Reputation: 1426
I have a large list of objects in Python that I'm storing in a text file (for lack of knowledge of how to use any other database for the present).
Currently there are 40,000 but I expect the list length eventually may exceed 1,000,000. I'm trying to remove duplicates, where duplicates are defined as different objects having the same value for a text string attribute, but keep the most recent version of that object (defined as having the highest value in another attribute).
What I want to make is a function that returns only objects 2 and 3 from the following list, reliably:
Object 1: text="hello" ID=1
Object 2: text="hello" ID=2
Object 3: text="something else" ID=3
Doing this manually (looping through the list each time for each object) is too slow already and will get slower with O(l^2)
, so I need a smarter way to do it. I have seen hashing the objects and using the set function recommended multiple times, but I have two questions about this that I haven't found satisfactory answers to:
How does hashing improve the efficiency to the degree it does?
How can I do this and retain only the most recent such object? The examples I have seen all use the set function and I'm not sure how that would return only the most recent one.
EDIT: I can probably find good answers to question 1 elsewhere, but I am still stuck on question 2. To take another stab at explaining it, hashing the objects above on their text and using the set function will return a set where the objects chosen from duplicates are randomly chosen from each group of duplicates (e.g., above, either a set of (Object 2, Object 3) or (Object 1, Object 3) could be returned; I need (Object 2, Object 3)).
Upvotes: 0
Views: 144
Reputation: 113930
change to using a database ...
import sqlite3
db = sqlite3.connect("my.db")
db.execute("CREATE TABLE IF NOT EXISTS my_items (text PRIMARY KEY, id INTEGER);")
my_list_of_items = [("test",1),("test",2),("asdasd",3)]
db.execute_many("INSERT OR REPLACE INTO my_items (text,id) VALUES (?,?)",my_list_of_items)
db.commit()
print(db.execute("SELECT * FROM my_items").fetchall())
this may have maginally higher overhead in terms of time ... but you will save in RAM
Upvotes: 1
Reputation: 15290
Hashing is a well-researched subject in Computer Science. One of the standard uses is for implementing what Python calls a dictionary
. (Perl calls the same thing a hash
, for some reason. ;-) )
The idea is that for some key, such as a string, you can compute a simple numeric function - the hash value - and use that number as a quick way to look up the associated value stored in the dictionary.
Python has the built-in function hash()
that returns the standard computation of this value. It also supports the __hash__()
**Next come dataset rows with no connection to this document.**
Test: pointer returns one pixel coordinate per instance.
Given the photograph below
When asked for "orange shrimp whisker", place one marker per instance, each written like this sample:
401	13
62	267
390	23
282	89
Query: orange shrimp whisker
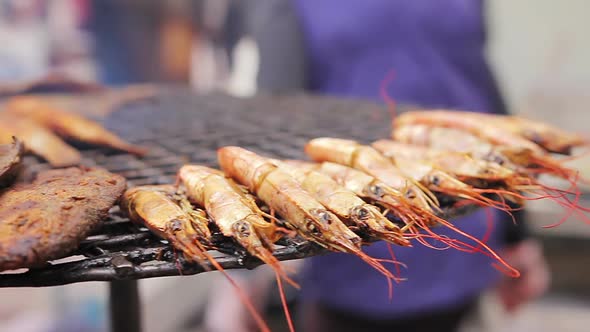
249	305
284	303
473	195
485	248
379	267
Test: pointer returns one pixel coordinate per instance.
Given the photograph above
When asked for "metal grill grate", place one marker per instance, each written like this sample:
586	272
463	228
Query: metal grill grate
179	127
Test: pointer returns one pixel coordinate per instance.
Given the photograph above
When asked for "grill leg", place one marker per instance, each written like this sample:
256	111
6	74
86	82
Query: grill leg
125	306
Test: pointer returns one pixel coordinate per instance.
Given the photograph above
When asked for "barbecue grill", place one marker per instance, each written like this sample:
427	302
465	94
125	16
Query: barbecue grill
180	127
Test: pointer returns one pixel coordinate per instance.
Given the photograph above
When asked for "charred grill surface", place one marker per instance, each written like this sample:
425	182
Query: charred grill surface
49	217
179	127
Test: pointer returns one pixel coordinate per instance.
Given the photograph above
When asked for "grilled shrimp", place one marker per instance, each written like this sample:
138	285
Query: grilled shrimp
516	148
376	191
38	140
450	139
442	182
473	125
548	137
345	204
300	210
236	215
171	217
488	177
68	124
157	209
368	160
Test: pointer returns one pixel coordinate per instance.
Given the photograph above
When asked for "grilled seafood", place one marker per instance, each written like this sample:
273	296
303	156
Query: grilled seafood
516	148
415	218
345	204
476	172
68	124
158	209
487	176
368	160
450	139
473	125
47	219
39	140
165	213
442	182
548	137
284	195
236	214
10	162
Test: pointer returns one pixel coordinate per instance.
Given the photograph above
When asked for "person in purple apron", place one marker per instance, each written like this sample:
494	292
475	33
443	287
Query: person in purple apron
436	50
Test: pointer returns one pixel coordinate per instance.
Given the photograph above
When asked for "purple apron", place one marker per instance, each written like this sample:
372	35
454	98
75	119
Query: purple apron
436	50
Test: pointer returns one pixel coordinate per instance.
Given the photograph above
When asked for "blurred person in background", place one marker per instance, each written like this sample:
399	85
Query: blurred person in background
437	51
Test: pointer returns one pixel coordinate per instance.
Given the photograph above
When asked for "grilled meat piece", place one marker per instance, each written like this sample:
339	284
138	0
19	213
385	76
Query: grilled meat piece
69	125
48	218
10	162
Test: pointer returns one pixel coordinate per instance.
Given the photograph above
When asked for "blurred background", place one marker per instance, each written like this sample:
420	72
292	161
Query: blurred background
538	48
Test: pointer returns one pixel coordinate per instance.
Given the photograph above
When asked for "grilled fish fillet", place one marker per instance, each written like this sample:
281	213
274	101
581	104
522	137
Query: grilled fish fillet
48	218
38	140
69	125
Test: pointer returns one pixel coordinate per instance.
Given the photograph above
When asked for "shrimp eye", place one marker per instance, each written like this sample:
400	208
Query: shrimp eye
242	228
435	180
325	217
312	227
499	160
360	213
376	190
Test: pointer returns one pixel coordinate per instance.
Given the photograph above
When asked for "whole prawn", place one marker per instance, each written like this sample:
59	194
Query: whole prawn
366	159
236	215
450	173
300	210
550	138
488	176
518	149
171	217
345	204
415	218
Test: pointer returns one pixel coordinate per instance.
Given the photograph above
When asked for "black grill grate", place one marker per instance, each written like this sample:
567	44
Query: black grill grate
180	127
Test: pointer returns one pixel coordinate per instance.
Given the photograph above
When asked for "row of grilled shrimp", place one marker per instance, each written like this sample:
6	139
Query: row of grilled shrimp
340	200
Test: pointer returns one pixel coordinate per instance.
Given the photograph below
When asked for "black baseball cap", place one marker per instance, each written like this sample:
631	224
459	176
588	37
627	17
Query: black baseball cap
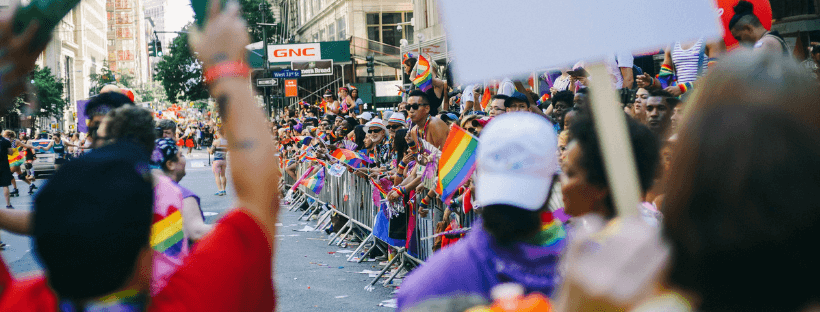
92	219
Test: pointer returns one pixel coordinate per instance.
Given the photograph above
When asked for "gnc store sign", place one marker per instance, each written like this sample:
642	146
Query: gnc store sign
294	52
285	54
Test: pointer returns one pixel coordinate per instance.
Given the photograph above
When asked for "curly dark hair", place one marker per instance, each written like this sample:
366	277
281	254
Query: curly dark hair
131	123
645	149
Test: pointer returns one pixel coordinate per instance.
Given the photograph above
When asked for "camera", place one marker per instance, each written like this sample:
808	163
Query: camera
628	96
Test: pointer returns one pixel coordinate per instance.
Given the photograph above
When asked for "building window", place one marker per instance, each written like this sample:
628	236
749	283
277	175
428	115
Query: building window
68	72
382	27
331	32
341	28
788	8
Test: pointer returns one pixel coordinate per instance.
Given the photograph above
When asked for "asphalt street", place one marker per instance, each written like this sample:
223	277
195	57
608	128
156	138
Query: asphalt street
310	275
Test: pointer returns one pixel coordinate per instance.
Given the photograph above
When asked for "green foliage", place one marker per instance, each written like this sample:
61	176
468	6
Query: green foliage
48	93
252	15
106	77
181	73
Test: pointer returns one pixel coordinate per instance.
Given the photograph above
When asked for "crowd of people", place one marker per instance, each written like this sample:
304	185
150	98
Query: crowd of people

function, for objects that wish to compute their own hash value.
In a "normal" scenario, one way to determine if you have seen a field value before would be to use the field value as part of a dictionary. For example, you might stored a dictionary that maps the field in question to the entire record, or a list of records that all share the same field value.
In your case, your data is too big (according to you), so that would be a bad idea. Instead, you might try something like this:
seen_before = {} # Empty dictionary to start with.
while ... something :
info = read_next_record() # You figure this out.
fld = info.fields[some_field] # The value you care about
hv = hash(fld) # Compute hash value for field.
if hv in seen_before:
print("This field value has been seen before")
else:
seen_before[hv] = True # Never seen ... until NOW!
Upvotes: 0
Reputation: 28596
Could use a dict with the text as key and the newest object for each key as value.
Setting up some demo data:
>>> from collections import namedtuple
>>> Object = namedtuple('Object', 'text ID')
>>> objects = Object('foo', 1), Object('foo', 2), Object('bar', 4), Object('bar', 3)
Solution:
>>> unique = {}
>>> for obj in objects:
if obj.text not in unique or obj.ID > unique[obj.text].ID:
unique[obj.text] = obj
>>> unique.values()
[Object(text='foo', ID=2), Object(text='bar', ID=4)]
Upvotes: 0